Св. Петр Фома, чувствуя приближение смертного часа, просил завернуть его в мешок, завязать на шее веревку и положить на землю. Он подчеркнуто подражал примеру Франциска Ассизского, который, умирая, тоже велел положить себя прямо на землю. Похороните меня, говорил Петр Фома, при входе на хоры, чтобы все наступали на мое тело, даже коза или собака, ежели они забредут в церковь. Восторженный его ученик, Филипп де Мезьер, стремясь к еще большему самоуничижению, в изобретательности намерился превзойти своего учителя. В последний час пусть наденут ему на шею тяжелую железную цепь; как только испустит он последний свой вздох, его обнаженное тело пусть за ноги втащат на хоры; там останется он лежать крестом, раскинув в стороны руки, пока его не опустят в могилу, тремя веревками привязанного к доске — вместо богато украшенного гроба. Доску, покрытую двумя локтями холста или грубой льняной ткани, следует дотащить до могилы, куда и будет сброшена, голая как она есть, «падаль, оставшаяся от сего убогого странника». На могиле пусть будет установлено маленькое надгробие[286]. Эти распоряжения, касающиеся церемонии похорон, диктуются верному ученику авторитетом его учителя.
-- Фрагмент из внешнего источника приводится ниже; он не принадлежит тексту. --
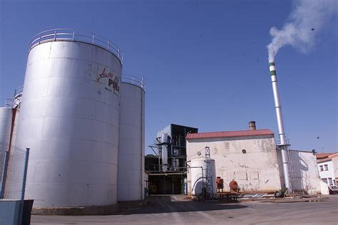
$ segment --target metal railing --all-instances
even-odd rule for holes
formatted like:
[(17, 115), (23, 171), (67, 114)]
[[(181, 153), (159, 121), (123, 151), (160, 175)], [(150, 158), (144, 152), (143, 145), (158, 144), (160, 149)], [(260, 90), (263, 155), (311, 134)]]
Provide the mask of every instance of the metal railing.
[(130, 75), (123, 74), (122, 75), (123, 83), (130, 83), (138, 87), (140, 87), (145, 91), (145, 85), (144, 83), (143, 78), (137, 78)]
[(41, 43), (57, 41), (73, 41), (91, 43), (108, 50), (114, 54), (121, 63), (123, 60), (123, 53), (113, 42), (93, 33), (71, 28), (56, 28), (39, 33), (31, 41), (29, 50)]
Вместе с тем, за пожеланиями как Петра Фомы, так и Мезьера стоит и целевое обоснование: указания относительно того, как будет проходить погребение, должны в обоих случаях с наибольшей выразительностью передать всю недостойность умершего.
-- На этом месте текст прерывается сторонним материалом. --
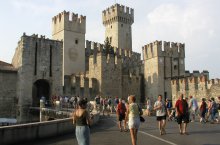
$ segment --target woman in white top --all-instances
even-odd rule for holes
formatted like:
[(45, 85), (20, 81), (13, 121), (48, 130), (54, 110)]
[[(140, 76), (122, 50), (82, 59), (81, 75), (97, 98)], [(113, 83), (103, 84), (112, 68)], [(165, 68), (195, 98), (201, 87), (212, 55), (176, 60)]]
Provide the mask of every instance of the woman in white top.
[(154, 104), (154, 110), (156, 110), (156, 116), (158, 121), (158, 127), (160, 130), (160, 135), (166, 134), (166, 108), (165, 104), (162, 102), (162, 95), (158, 96), (158, 100)]
[(126, 114), (126, 122), (131, 134), (132, 145), (137, 145), (137, 132), (140, 126), (140, 114), (138, 104), (135, 103), (135, 96), (129, 96), (128, 98), (128, 112)]
[(146, 114), (147, 116), (150, 116), (150, 113), (151, 113), (151, 101), (150, 101), (150, 98), (147, 98), (147, 102), (146, 102)]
Аргумент к авторитету только в редких случаях считается достаточным основанием для принятия оценки. Обычно он сопровождается другими, явными или подразумеваемыми, доводами, и прежде всего — целевым обоснованием.

Нормы, в отличие от других оценок, всегда требуют указания того авторитета, которому они принадлежат. Это указание не является таким же элементом нормы, как ее субъект, содержание, характер и условия приложения. Оно входит в качестве необходимой составной части в предполагаемую нормой санкцию. При обсуждении нормы возникает вопрос о том, стоит ли за нею какой-то авторитет и правомочен ли он обязывать, разрешать или запрещать. Если авторитет отсутствует или не обладает достаточными полномочиями, нет и возможного наказания за неисполнение нормы, значит, нет и самой нормы. Вопрос об авторитете, стоящем за нормой (и, соответственно, о поддерживающем ее аргументе к авторитету) не единственный, если речь идет об аргументации в поддержку норм.
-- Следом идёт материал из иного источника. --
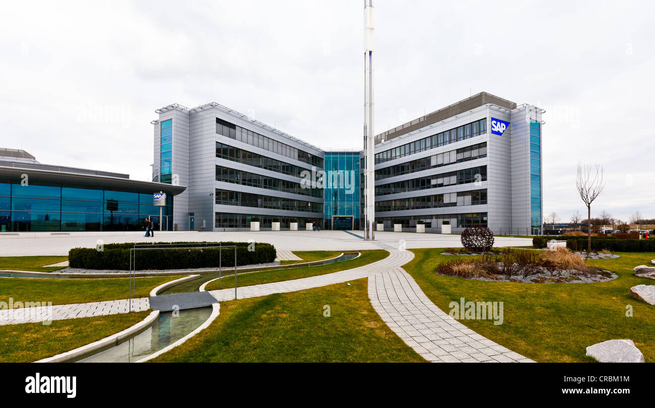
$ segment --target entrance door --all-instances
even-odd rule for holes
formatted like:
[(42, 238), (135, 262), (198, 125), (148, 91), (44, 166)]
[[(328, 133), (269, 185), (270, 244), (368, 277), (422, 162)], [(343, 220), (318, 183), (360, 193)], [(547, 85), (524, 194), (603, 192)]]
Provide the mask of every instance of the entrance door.
[(332, 229), (350, 230), (354, 229), (354, 215), (332, 215)]

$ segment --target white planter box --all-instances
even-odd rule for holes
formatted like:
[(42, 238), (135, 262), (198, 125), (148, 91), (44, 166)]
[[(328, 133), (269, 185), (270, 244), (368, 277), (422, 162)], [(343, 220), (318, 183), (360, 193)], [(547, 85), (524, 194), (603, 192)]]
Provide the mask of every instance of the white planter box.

На эту сторону дела обращает внимание, в частности, К.Поппер. «Тот факт, что бог или любой другой авторитет велит мне делать нечто, — пишет Поппер, — не гарантирует сам по себе справедливости этого веления. Только я сам должен решить, считать ли мне нормы, выдвинутые каким-либо авторитетом (моральным), добром или злом. Бог добр, только если его веления добры, и было бы серьезной ошибкой — фактически вне- моральным принятием авторитаризма — говорить, что его веления добры просто потому, что это — его веления. Конечно, сказанное верно лишь в том случае, если мы заранее не решили (на свой собственный страх и риск), что бог может велеть нам только справедливое и доброе»[287].

Никакое обращение к авторитету, и даже к религиозному авторитету, не может избавить от дальнейшего обоснования нормы.

В качестве такого обоснования Поппер предлагает целевое обоснование, опирающееся на регулятивную идею абсолютной «справедливости» или абсолютного «добра». Попперу представляется, что именно эта идея, действующая в мире норм, является аналогом идеи истины, действующей в мире фактов[288].

Предложение Поппера чрезмерно упрощает ситуацию. В мире норм нет аналога истины, который позволил бы обосновывать нормы подобно тому, как обосновываются Фактические (описательные) утверждения, а именно — путем сопоставления с действительностью. Целевое обоснование нормы обычно следует за приводимым в ее поддержку аргументом к авторитету, но оно не является единственно возможным дальнейшим шагом в ее обосновании. Для многих норм, в частности норм, касающихся ритуала, моды, правил игры, грамматики и т.п., целевое обоснование не является ни обязательным, ни сколь- нибудь надежным.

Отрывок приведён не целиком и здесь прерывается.